RFR (S) 8150180: String.value contents should be trusted
John Rose
john.r.rose at oracle.com
Fri Feb 19 22:54:05 UTC 2016
On Feb 19, 2016, at 2:40 PM, Christian Thalinger <christian.thalinger at oracle.com> wrote:
>
>>
>> On Feb 19, 2016, at 9:03 AM, John Rose <john.r.rose at oracle.com <mailto:john.r.rose at oracle.com>> wrote:
>>
>> On Feb 19, 2016, at 9:57 AM, Christian Thalinger <christian.thalinger at oracle.com <mailto:christian.thalinger at oracle.com>> wrote:
>>>
>>> Why don’t you change the values to:
>>>
>>> static final byte LATIN1 = 1;
>>> static final byte UTF16 = 2;
>>
>>
>> Not sure what you are asking, but here's my take on why 0,1 is the (slight) winner.
>> The values 0,1 are the log2 of the array element sizes 1,2, so they can be used with shift instructions.
>> With 1,2 they would have to be used with multiply instructions, or else tweaked back to shift inputs.

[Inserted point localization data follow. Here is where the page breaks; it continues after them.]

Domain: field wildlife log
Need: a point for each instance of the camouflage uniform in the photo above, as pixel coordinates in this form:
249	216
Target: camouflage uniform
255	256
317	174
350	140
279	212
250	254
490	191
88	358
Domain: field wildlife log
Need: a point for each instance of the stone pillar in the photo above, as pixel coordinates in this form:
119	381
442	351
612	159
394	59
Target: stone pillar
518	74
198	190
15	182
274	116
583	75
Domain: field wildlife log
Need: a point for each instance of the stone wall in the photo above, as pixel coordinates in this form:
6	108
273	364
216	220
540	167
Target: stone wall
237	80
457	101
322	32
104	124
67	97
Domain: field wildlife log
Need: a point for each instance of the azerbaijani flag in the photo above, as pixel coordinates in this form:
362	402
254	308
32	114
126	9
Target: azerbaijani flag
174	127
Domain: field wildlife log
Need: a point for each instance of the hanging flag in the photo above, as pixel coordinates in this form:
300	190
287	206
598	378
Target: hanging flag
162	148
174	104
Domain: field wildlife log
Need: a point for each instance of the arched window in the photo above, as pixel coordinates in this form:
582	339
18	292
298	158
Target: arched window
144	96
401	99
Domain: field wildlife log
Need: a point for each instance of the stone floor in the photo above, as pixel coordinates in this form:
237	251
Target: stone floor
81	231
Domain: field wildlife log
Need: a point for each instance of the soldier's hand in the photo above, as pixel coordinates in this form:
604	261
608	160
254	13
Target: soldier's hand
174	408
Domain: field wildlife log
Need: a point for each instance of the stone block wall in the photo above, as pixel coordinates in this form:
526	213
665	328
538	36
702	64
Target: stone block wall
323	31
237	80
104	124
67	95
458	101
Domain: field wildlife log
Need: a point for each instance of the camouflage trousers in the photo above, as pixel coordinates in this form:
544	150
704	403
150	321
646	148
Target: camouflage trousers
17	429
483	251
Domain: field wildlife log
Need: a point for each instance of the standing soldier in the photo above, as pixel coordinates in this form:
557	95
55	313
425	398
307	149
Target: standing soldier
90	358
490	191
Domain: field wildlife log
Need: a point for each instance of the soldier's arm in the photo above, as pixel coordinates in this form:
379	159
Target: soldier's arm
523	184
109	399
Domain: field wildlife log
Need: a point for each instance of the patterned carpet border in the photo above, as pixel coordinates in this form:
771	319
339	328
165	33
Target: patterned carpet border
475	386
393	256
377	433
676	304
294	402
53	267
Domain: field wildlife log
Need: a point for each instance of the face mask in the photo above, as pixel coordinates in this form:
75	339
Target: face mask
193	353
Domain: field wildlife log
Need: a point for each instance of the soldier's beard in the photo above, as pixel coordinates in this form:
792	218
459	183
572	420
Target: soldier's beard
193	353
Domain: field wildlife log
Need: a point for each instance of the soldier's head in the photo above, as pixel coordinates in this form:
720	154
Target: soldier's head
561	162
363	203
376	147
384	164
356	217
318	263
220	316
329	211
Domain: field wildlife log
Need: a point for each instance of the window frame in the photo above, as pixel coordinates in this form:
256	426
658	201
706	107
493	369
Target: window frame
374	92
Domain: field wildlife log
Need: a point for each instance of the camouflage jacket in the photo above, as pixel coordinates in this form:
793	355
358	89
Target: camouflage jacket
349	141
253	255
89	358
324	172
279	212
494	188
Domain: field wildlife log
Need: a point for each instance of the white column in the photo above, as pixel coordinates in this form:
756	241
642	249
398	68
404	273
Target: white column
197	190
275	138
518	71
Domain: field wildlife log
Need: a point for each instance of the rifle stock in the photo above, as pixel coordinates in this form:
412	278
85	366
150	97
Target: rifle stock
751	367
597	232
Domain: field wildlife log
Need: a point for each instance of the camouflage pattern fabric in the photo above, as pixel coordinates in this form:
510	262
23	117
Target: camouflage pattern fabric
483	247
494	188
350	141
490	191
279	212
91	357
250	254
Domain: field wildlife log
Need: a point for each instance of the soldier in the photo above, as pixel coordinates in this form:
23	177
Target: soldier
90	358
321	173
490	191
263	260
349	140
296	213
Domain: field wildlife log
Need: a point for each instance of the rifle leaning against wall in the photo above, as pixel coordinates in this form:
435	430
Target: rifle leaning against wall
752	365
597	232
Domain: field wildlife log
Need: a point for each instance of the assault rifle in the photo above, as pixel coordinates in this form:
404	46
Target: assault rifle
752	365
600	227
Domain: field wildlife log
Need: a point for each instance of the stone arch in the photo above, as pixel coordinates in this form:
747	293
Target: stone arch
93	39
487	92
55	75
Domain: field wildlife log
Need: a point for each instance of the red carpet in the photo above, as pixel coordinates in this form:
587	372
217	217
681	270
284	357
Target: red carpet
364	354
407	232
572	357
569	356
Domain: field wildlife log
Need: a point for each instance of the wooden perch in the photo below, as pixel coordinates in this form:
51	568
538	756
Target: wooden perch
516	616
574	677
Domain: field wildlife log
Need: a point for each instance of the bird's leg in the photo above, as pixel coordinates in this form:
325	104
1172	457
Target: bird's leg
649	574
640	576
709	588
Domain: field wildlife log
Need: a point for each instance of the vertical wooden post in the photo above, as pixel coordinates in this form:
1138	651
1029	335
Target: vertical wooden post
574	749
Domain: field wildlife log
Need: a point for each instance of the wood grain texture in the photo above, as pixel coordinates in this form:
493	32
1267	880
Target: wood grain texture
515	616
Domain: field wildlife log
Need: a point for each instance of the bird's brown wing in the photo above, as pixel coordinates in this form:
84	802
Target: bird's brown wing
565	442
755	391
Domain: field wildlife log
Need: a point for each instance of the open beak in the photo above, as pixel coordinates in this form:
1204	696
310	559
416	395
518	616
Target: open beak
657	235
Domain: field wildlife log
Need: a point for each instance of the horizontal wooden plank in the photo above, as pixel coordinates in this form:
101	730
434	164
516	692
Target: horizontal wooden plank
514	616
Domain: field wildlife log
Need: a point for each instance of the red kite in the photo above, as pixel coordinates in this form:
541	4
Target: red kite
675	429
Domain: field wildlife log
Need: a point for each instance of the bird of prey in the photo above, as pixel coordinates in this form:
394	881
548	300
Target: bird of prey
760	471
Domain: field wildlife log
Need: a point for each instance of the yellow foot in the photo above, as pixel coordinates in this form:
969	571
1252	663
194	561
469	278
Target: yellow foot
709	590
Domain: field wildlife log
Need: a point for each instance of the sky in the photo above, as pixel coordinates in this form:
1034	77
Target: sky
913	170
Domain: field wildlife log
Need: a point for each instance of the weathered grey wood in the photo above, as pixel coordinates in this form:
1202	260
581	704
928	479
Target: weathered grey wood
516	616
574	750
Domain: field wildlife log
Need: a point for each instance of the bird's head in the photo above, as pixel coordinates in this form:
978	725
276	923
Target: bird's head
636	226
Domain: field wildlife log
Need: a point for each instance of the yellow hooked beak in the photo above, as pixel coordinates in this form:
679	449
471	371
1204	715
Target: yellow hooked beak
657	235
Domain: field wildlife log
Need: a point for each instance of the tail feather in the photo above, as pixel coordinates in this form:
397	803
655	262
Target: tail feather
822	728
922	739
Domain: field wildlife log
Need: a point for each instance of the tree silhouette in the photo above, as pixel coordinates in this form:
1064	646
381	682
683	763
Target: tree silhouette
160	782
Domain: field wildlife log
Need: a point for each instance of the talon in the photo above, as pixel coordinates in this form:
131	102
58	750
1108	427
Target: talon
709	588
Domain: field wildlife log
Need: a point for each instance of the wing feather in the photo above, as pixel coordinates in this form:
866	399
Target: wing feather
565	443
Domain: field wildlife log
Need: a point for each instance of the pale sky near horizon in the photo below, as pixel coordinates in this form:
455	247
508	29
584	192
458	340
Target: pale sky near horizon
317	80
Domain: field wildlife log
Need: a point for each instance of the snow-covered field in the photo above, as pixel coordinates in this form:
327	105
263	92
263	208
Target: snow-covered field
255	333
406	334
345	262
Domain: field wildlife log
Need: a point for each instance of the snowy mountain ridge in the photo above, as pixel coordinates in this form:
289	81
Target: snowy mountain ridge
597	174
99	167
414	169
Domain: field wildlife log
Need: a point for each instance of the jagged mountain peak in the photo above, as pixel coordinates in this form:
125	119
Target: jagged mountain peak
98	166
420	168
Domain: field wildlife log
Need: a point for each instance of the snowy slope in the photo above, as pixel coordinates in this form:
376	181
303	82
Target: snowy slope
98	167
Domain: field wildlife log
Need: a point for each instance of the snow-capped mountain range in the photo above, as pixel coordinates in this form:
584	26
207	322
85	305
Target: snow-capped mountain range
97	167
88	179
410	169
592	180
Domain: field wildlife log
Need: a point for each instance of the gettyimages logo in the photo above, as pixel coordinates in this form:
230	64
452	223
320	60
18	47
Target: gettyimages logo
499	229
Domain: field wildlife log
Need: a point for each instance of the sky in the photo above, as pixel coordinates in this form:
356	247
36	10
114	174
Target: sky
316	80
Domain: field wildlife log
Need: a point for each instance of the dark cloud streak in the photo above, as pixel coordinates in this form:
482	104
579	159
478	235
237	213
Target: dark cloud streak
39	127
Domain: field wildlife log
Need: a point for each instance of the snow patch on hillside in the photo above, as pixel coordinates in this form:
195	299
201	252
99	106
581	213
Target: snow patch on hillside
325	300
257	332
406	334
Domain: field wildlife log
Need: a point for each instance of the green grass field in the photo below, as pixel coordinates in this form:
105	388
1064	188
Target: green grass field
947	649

>> Most loops will speculate on the scale factor, but those loops which must work with a non-constant scale will be slightly cleaner with 0,1.
>
> I see what you are saying:
>
> int len = val.length >> coder; // assume LATIN1=0/UTF16=1;
>
> But if coder is stable for both values the compiler can constant fold the if-statement for the shift value:
>
> int len = val.length >> (coder == LATIN1 ? 0 : 1);
>
> That should produce the same code and we would avoid:
>
> 143 * Constant-folding this field is handled internally in VM.
Yes, the coder value can usually be speculated, especially if we encourage the JIT to pay special attention.
I'm only talking about the parts where the coder cannot be speculated upon.